Blake traces some of these ideas not just to King but to many of the nineteenth-century leaders whom we regard as having built this country. The story of Canada could be understood as one of ever-expanding appreciation for ever more diversity. And that consciousness of diversity has extended to economic, regional, and geographic differences, constructed upon our flexible (and sometimes maddening) form of federalism. The “genius” of Canadian federalism, Mulroney said, is a system that “combines self-rule and shared rule, sovereignty and association.” However messy, Pearson said, federalism is a way of “combining the advantages of unity with the necessity of diversity.” We believe, Trudeau said in 1968, “that regional disparity is as great a menace to Canada as a united country as would be cultural or linguistic differences.”

In the midst of so much diversity and flexibility, compromise and conciliation, we have also, of course, experienced regular bouts of worry. Shot through the Canadian story is a lingering sense of fragility — the “gnawing doubt” that Pierre Trudeau once described. Or as Pearson said in the House of Commons, “Our problem was not nation-building [but] nation saving — saving this nation from forces that weaken and could ultimately destroy it.” St‑Laurent warned, “We cannot take our nationhood for granted.” Such worrying might reflect poorly on the ties that are supposed to bind this country together. It’s true that some politicians and commentators have been quick to frame disputes and disagreements as existential threats. But we need vigilance too: a conscious understanding that conscious effort is necessary to hold a democracy together.

In making the case for his book, Blake argues that prime ministerial oration functions as a form of state action: “Political leaders make an impact through performative speech because a public utterance functions as an action. In other words, to say something is to do something.”

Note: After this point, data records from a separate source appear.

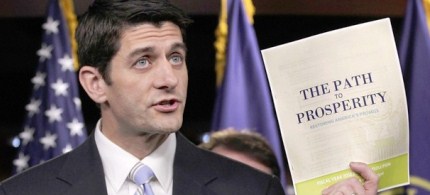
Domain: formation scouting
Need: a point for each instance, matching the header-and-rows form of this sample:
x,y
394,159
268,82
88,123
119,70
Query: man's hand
x,y
352,186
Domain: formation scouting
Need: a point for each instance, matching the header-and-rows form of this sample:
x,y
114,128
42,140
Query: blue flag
x,y
243,100
54,123
414,54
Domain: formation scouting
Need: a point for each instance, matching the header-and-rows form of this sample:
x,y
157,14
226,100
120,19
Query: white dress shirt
x,y
117,164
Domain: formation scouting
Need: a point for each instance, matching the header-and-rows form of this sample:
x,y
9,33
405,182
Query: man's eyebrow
x,y
139,51
179,46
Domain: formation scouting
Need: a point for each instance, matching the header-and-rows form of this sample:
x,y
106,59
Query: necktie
x,y
142,175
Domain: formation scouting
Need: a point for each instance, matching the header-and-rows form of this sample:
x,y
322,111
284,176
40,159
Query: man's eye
x,y
142,63
176,60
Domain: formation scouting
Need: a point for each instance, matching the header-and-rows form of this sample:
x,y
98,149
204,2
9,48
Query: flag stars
x,y
60,87
48,141
68,148
54,114
44,52
75,127
27,135
66,63
51,26
38,80
77,102
33,107
21,162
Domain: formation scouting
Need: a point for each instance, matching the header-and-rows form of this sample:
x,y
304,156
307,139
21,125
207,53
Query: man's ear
x,y
93,83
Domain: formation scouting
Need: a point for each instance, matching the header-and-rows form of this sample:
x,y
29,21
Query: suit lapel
x,y
83,170
190,175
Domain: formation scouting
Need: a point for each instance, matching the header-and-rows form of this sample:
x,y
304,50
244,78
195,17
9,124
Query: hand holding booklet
x,y
339,98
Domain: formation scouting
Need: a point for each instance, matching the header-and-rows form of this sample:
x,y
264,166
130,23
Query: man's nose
x,y
166,77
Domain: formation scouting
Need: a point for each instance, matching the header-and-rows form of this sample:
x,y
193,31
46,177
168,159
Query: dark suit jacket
x,y
196,171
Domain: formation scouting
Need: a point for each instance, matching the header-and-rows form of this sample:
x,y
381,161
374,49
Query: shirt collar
x,y
117,162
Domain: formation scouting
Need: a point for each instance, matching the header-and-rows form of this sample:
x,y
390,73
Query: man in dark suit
x,y
133,66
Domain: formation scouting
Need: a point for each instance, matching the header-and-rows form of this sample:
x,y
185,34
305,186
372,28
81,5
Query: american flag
x,y
54,123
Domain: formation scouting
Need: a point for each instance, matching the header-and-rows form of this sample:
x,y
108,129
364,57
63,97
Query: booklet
x,y
339,98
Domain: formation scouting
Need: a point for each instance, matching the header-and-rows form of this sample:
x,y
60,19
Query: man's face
x,y
149,81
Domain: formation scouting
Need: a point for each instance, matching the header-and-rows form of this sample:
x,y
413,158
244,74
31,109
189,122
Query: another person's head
x,y
132,58
244,146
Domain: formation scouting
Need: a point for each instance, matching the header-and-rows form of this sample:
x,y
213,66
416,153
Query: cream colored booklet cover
x,y
339,97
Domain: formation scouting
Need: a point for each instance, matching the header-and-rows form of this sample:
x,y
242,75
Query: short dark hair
x,y
249,143
100,28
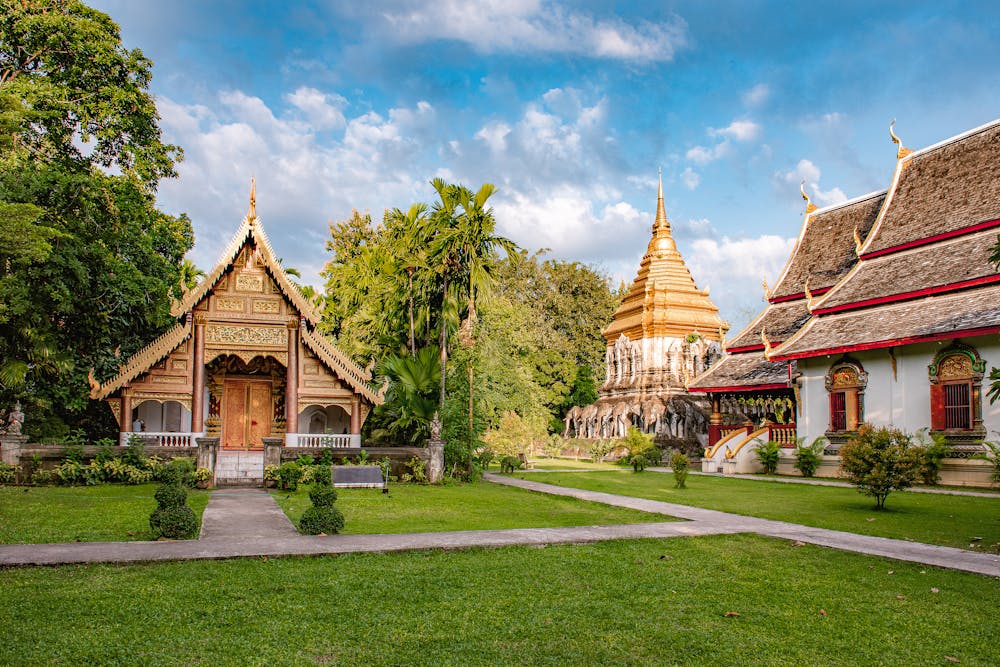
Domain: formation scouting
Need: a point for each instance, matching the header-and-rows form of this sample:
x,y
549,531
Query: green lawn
x,y
623,602
106,513
411,508
922,517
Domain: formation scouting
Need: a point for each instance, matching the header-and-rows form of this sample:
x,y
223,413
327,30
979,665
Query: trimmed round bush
x,y
170,495
323,496
327,520
177,522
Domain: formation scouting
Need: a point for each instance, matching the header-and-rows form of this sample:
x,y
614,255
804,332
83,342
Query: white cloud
x,y
535,26
690,178
323,111
756,95
740,130
734,267
808,172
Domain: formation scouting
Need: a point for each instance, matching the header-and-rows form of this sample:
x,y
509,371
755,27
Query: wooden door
x,y
247,412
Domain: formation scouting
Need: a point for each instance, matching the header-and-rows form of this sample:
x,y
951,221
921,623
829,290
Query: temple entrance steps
x,y
239,468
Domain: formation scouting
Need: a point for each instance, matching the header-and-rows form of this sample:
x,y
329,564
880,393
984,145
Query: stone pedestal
x,y
272,451
10,448
435,464
207,449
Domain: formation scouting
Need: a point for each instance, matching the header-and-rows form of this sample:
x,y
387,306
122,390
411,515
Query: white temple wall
x,y
902,402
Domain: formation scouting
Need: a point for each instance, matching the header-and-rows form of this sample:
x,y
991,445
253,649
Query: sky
x,y
569,108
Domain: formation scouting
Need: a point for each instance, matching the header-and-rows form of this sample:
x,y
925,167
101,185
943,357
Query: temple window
x,y
956,376
845,383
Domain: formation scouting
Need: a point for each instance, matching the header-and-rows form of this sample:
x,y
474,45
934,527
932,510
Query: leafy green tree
x,y
80,159
879,461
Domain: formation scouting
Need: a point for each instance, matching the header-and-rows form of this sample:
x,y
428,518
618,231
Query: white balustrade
x,y
163,438
318,440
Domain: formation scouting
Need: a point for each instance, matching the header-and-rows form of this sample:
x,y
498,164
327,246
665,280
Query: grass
x,y
922,517
411,508
622,602
106,513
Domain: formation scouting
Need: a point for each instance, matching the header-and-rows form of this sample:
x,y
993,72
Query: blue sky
x,y
568,107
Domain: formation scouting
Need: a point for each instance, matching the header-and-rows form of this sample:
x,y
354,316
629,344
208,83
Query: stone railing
x,y
163,438
322,440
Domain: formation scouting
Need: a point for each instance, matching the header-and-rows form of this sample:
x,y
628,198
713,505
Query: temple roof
x,y
825,249
780,320
663,300
251,230
745,371
965,313
941,189
942,266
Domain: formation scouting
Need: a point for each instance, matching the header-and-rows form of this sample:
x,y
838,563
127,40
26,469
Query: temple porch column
x,y
355,415
198,376
292,378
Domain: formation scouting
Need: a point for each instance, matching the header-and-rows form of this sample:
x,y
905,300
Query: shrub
x,y
289,474
933,450
992,454
321,521
509,464
768,455
8,473
808,458
323,496
679,463
879,461
172,518
322,475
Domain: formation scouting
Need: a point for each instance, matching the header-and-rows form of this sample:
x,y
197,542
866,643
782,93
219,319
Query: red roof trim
x,y
978,227
801,295
755,387
746,348
882,344
915,294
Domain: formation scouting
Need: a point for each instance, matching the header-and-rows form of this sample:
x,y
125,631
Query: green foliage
x,y
680,464
992,454
322,475
172,518
290,474
509,464
8,473
879,461
808,458
80,159
321,521
768,455
322,496
933,449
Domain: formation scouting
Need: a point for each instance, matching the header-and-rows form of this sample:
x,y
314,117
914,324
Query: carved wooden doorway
x,y
246,413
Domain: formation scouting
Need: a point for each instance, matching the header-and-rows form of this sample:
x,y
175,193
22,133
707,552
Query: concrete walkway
x,y
249,523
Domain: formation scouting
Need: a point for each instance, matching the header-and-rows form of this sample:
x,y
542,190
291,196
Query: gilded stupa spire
x,y
663,299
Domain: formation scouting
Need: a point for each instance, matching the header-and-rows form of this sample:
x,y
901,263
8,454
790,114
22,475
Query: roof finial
x,y
661,212
767,343
810,207
902,151
252,211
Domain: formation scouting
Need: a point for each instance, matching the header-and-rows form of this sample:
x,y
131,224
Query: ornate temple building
x,y
665,332
887,312
243,362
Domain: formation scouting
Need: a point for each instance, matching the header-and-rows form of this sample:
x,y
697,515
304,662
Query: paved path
x,y
248,523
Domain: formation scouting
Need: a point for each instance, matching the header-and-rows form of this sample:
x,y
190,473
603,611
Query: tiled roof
x,y
781,320
931,318
825,250
941,189
745,370
944,263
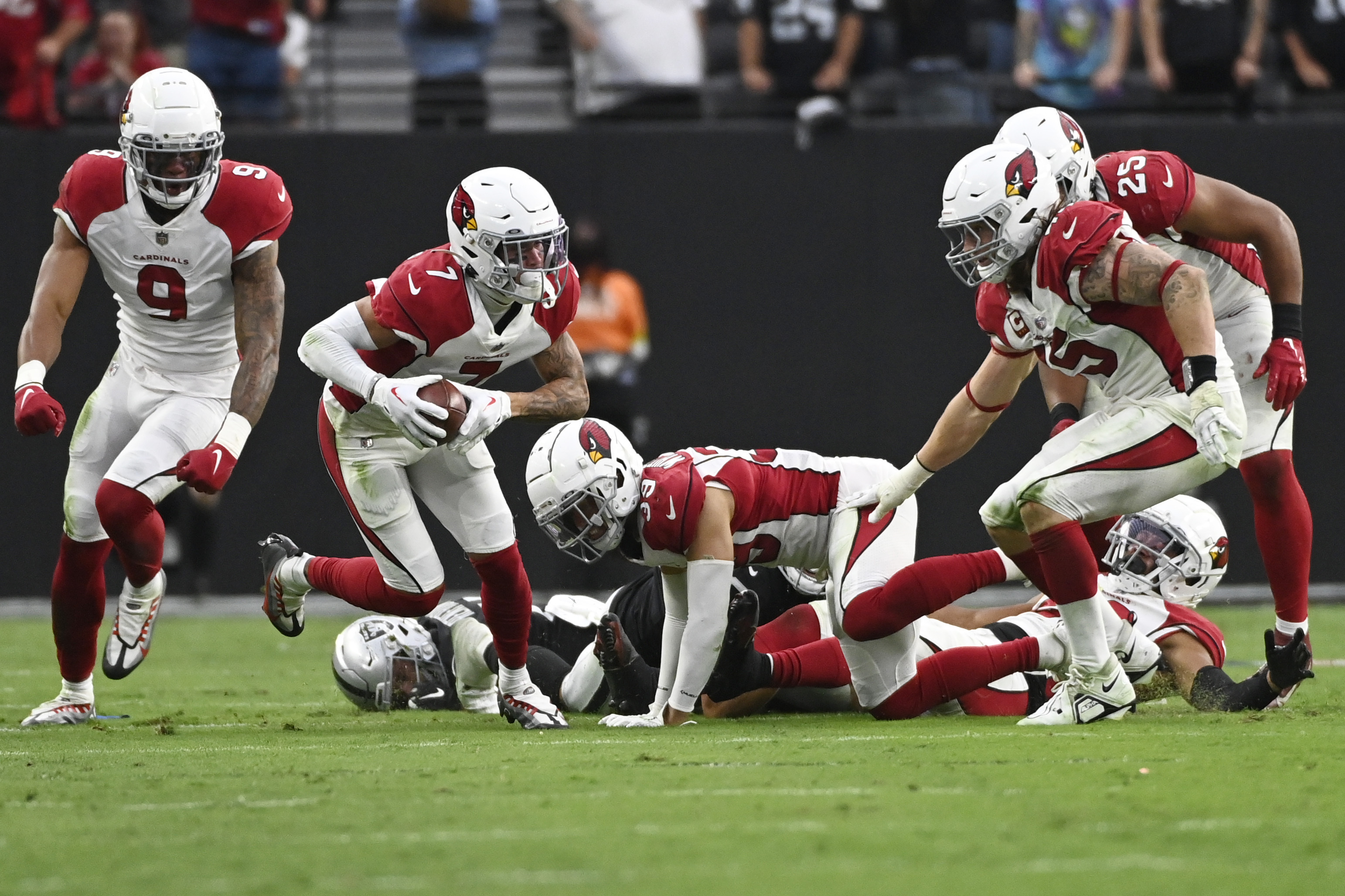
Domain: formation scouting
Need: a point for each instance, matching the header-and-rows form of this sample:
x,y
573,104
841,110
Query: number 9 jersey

It might be tempting to scoff at that suggestion. We have become quite comfortable with the idea that political talk is inherently fatuous and often deceptive. Except when politicians have said something acutely divisive or inflammatory (or simply embarrassing), their words tend to be discounted. It’s surely not possible to speak a nation into existence. But if leadership matters, then so do the words. On their own, they can’t hold Confederation together. But they can certainly give voice to the better angels of our nature.

Blake’s book is backwards-looking, and he does not spend much time on our current prime minister. Justin Trudeau has expended his fair share of words — arguably more than his fair share — trying to tell the story of Canada in ways that occasionally echo his father’s notion of a “just society” (still the most evocative words ever used to describe this country and what it might aspire to). But Pierre’s son is now an example of how hard it can be for a leader to be heard when his or her voice has become all too familiar and the nation is feeling restless.

Indeed, this study of prime ministerial words lands at an opportune time. The nation has now come through one of its hardest periods: the four years since the start of the COVID‑19 pandemic. It has not emerged into a new era of prosperity and growth, like the one that followed the Second World War. The cost of everything is up. Housing is expensive, hard to find, or both. The summers keep getting hotter, and the forests are on fire. The colossus to our south is struggling to hold it together. (“Geography, history, economics, [and] defence, combine to make your interests in world affairs very largely our interests,” Pearson would tell American audiences. “When your security is weakened, we have cause to worry. When freedom falters with you, ours is diminished.”)

In grumpy times such as these, it helps to be reminded of the principles and hopes that our parents’ prime ministers spoke of and drew on. Pierre Trudeau saw this country as “an act of defiance against the history of mankind.” And Pearson said, harking back to the Charlottetown Conference, “In the very formation of Confederation, if they had been men of little faith there would have been no Canada today. Who are we to betray or diminish the faith that they had?”

Aaron Wherry has covered Parliament Hill since 2007.